Vesess
- Company type: Private
- Industry: Software; Web;
- Founded: March 4, 2004; 21 years ago in Colombo, Sri Lanka
- Founders: Lankitha Wimalarathna Prabhath Sirisena
- Headquarters: Colombo, Sri Lanka
- Area served: Worldwide
- Products: Hiveage; Vgo;
- Services: Web design; Web development; Web strategy; Software development; Mobile application development; Software as a service;
- Website: vesess.com

= Vesess =

Sri Lankan design and technology company

Vesess is a design and technology company founded in Sri Lanka in 2004. It was incorporated in United States as Vesess Inc. in 2007.

It provides consultancy services in web design and development, UI and UX design, and online strategy.

Vesess also develops and manages a software-as-a-service product: the online invoicing and billing service Hiveage.

==Products==

===CurdBee===

CurdBee was an online invoicing software initially developed as an in-house PHP application to invoice clients of Vesess. A public version was developed using Ruby on Rails and launched in June 2008. It was the first step for Vesess in moving from being a web design agency to a product company.

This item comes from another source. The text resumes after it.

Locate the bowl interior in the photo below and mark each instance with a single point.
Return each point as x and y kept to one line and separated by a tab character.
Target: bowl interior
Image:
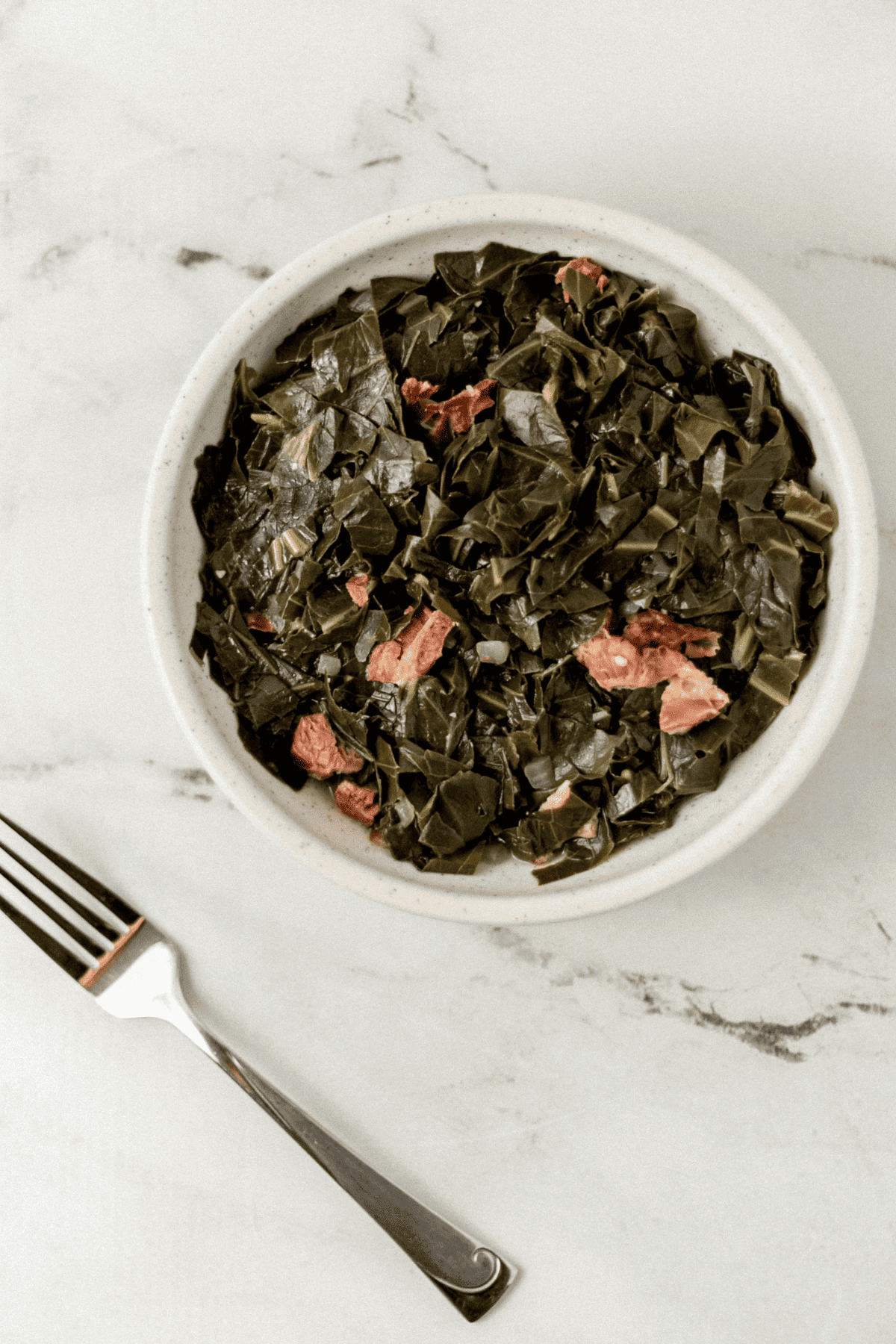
732	315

CurdBee was mainly used by small businesses and freelancers. It had a free plan which supported unlimited invoicing and unlimited clients, with PayPal and Google Checkout as payment gateways. Paid plans had additional features such as multiple payment gateways, recurring invoices, time and expense tracking and custom domains. CurdBee was discontinued in 2014.

===Hiveage===
Hiveage is an invoicing and billing software-as-a-service that replaced CurdBee in 2014. Like its predecessor, Hiveage started as a freemium service, but changed to a fixed plan pricing strategy in September 2016. It inherited the CurdBee user base, and has grown to cover more than 140 countries.

===Vgo===
Vgo was a Software as a service launched by Vesess in September 2015, designed for taxi and logistics companies to compete with other vehicle for hire companies such as Uber. It had a web-based management application that supports online booking, automatic and manual dispatching, fleet, staff and customer management, and detailed reporting. Vgo also had set of mobile applications for customers with smartphones to submit orders, and for drivers to be notified of assignments and track their trips.

Vesess and a group of angel investors led by Just In Time Group had invested $1 million into Vgo.

Vgo was discontinued in August 2016.